General idea: load a word (4 bytes) of data that is a certain distance (offset) from a base address
$t0 is the address of the beginning of a segment in memory (the base address)
The constant 0(...) specifies the offset from the beginning of the memory segment (in bytes)

Example: Assume that obj is a variable of type struct with several data members and that $t0 holds the address of the beginning of obj. How do we load obj.a into $s0, obj.b into $s1, and obj.e into $s2?

C		Load data members into registers
struct s_tag { int a; int b; int c; int d; int e; } obj;		lw $s0, 0($t0) # Load obj.a into $s0 lw $s1, 4($t0) # Load obj.b into $s1 lw $s2, 16($t0) # Load obj.e into $s2

Addresses	Memory: Addressable Bytes
1012 (`obj.a`)	00000000	00000000	00000000	00000000	==> `$s0`
1016 (`obj.b`)	00000000	00000001	00000011	00000111	==> `$s1`
1020 (`obj.c`)	--------	--------	--------	--------
1024 (`obj.d`)	--------	--------	--------	--------
1028 (`obj.e`)	00110010	00001010	01100001	01010101	==> `$s2`

Local variables can also be represented as a constant offset from the beginning of the memory segment for local data.

From Registers Back to Memory

Store: How do we compute obj.e += k? (Assume k is in $s4.)

    lw  $t8, 16($t0)    # load obj.e into $t8
    add $t8, $t8, $s4   # obj.e = obj.e + k
    sw  $t8, 16($t0)    # store $t8 back into obj.e

What about loading and storing elements from arrays?

Problem: The lw/sw offset has to be a constant.
So, how do we represent a variable array index, e.g., A[i]?
Can't use a constant offset.
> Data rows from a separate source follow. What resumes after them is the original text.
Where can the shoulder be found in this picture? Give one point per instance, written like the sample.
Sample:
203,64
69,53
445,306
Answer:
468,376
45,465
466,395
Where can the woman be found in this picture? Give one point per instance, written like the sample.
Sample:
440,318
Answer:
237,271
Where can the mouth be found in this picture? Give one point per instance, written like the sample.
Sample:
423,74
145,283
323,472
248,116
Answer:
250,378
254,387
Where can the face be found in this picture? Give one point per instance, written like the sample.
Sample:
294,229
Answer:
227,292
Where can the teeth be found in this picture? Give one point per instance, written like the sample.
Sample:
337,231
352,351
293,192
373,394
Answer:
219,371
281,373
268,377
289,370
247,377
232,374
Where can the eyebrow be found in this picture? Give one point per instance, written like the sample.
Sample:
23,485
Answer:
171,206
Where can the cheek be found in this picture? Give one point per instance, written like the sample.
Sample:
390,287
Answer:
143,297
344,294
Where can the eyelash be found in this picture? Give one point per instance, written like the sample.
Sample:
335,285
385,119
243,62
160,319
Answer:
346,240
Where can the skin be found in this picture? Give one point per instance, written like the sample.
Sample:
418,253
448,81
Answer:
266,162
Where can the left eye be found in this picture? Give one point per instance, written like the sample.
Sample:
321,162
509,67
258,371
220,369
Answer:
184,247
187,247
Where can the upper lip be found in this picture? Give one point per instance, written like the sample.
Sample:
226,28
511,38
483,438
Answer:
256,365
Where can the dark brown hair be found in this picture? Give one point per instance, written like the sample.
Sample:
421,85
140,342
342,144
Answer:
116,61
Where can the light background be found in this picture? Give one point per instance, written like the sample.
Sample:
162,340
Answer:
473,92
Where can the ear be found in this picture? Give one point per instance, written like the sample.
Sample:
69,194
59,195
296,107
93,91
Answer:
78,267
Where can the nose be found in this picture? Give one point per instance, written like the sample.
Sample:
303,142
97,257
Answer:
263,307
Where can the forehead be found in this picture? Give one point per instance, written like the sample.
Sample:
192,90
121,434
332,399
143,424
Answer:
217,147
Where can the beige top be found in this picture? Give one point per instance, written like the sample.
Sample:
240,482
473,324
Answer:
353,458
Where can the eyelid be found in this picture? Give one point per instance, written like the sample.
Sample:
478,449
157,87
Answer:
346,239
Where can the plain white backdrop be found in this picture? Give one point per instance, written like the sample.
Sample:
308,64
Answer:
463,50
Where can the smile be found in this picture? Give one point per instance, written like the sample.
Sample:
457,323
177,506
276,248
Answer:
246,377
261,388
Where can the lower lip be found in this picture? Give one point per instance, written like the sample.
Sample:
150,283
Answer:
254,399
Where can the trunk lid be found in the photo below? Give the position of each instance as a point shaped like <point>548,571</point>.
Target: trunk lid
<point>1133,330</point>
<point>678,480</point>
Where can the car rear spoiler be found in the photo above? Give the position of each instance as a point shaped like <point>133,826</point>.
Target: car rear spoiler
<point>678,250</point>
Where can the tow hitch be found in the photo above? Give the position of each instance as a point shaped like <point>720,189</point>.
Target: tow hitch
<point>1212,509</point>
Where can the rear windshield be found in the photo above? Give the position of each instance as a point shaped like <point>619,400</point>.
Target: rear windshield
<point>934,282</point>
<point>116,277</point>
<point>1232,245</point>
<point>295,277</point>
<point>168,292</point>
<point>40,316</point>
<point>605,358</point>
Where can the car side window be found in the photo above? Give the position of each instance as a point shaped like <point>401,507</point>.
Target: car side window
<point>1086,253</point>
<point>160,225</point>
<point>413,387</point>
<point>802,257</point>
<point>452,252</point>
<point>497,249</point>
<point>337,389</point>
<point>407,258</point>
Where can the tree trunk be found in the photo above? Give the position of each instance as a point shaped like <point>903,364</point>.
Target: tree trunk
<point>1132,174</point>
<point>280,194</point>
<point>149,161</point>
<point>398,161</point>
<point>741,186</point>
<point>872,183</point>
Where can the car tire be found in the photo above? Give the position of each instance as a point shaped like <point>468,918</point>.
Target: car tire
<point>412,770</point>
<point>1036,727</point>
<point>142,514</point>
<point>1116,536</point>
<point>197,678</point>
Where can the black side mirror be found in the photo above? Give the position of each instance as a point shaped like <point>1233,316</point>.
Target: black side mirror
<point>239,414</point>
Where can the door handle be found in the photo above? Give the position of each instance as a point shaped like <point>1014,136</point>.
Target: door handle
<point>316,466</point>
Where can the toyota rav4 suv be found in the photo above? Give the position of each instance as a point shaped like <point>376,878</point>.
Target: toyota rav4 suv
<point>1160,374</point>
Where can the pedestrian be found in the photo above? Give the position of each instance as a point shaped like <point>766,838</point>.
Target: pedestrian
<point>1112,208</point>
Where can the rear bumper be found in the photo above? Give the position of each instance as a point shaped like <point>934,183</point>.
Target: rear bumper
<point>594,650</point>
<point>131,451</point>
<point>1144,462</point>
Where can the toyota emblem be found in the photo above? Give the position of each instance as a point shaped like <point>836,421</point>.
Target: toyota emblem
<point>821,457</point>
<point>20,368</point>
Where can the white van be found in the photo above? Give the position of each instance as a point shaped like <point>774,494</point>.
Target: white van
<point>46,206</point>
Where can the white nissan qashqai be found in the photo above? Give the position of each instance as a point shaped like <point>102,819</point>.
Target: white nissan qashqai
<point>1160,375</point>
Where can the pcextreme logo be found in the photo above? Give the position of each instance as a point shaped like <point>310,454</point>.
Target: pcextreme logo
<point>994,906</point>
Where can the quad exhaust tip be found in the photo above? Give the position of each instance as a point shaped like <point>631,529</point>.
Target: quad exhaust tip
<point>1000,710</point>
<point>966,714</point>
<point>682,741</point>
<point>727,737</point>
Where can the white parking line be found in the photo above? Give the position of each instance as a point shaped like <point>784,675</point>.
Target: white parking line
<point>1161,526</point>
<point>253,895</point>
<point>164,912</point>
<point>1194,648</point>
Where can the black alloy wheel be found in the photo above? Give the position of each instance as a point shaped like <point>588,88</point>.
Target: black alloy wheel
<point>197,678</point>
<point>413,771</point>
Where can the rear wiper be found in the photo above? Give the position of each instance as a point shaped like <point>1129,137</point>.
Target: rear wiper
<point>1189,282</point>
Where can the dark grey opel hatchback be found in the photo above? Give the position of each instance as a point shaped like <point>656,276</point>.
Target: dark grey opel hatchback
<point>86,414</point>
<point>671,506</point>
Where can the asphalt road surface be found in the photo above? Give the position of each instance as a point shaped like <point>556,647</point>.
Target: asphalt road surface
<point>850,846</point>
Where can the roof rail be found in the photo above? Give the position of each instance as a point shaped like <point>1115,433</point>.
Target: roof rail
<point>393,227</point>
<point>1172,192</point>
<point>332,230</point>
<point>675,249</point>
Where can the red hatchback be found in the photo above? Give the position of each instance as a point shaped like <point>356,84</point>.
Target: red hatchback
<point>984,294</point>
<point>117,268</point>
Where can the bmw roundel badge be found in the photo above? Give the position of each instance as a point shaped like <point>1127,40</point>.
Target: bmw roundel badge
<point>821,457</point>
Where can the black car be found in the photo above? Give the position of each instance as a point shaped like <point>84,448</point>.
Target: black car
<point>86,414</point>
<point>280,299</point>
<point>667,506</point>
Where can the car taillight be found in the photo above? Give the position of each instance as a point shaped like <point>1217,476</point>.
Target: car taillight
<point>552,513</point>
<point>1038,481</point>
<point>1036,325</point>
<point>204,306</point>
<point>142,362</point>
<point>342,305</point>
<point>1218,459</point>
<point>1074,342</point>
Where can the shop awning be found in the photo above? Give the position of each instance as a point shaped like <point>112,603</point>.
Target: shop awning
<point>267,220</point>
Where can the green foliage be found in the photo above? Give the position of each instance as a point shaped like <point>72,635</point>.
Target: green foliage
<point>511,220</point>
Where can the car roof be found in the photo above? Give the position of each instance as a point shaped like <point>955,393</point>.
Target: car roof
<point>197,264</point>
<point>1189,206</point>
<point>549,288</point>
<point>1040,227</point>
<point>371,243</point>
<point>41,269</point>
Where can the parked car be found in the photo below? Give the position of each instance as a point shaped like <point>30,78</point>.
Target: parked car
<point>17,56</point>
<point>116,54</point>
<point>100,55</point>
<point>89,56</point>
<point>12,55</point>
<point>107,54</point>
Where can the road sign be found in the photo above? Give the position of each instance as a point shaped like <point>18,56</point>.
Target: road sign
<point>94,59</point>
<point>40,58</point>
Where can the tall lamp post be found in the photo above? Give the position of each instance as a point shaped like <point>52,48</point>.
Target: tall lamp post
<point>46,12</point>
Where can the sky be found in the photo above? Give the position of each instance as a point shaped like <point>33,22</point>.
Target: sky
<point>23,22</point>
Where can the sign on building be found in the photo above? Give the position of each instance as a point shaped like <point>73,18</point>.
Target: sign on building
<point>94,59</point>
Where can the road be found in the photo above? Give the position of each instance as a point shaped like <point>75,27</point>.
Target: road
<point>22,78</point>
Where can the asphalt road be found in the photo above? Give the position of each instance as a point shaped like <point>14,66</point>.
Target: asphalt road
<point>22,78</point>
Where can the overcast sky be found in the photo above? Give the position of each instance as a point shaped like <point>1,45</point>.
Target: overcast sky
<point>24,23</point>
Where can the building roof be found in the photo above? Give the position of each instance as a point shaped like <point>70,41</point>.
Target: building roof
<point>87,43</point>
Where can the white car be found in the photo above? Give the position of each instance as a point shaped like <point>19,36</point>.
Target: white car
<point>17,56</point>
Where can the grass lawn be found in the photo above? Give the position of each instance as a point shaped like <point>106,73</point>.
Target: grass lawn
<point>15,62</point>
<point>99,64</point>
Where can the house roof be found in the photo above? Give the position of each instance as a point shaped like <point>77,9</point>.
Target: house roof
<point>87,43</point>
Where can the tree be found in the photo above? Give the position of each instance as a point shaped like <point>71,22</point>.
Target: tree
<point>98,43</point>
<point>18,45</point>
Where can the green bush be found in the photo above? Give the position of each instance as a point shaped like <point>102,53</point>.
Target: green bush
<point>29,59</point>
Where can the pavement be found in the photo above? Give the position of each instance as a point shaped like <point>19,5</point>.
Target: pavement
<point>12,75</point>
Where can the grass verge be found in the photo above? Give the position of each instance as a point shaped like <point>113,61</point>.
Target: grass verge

So, compute the address of the individual array element, put it in a register, and use 0 as the offset.

Register	Value
`$t0`	?
`$t1`	?
`$s6`	2
`$s7`	2012

Example:

A[i]

$t1

A is array of int (each int is a 4-byte word). The base address of A is in $s7; i is in $s6. The address of A[i] is $s7 + (4 * $s6). (We don't know how to multiply yet, but we can add $s6 to itself 4 times.

    add $t0, $s6, $s6   # $t0 = 2 * i (4)
    add $t0, $t0, $t0   # $t0 = 4 * i (8)
    add $t0, $s7, $t0   # $t0 = $s7 + (4 * i) = 2020 = &A[i]
    lw $t1, 0($t0)      # load what's in A[i] into $t1

Addresses	Memory: Addressable Bytes
2012 (`A[0]`)	--------	--------	--------	--------
2016 (`A[1]`)	--------	--------	--------	--------
2020 (`A[2]`)	00110010	00001010	01100001	01010101	==> `$t1`
2024 (`A[3]`)	--------	--------	--------	--------
2028 (`A[4]`)	--------	--------	--------	--------

Handy Trick ...

What's an efficient way to multiply binary numbers by 2? by 4?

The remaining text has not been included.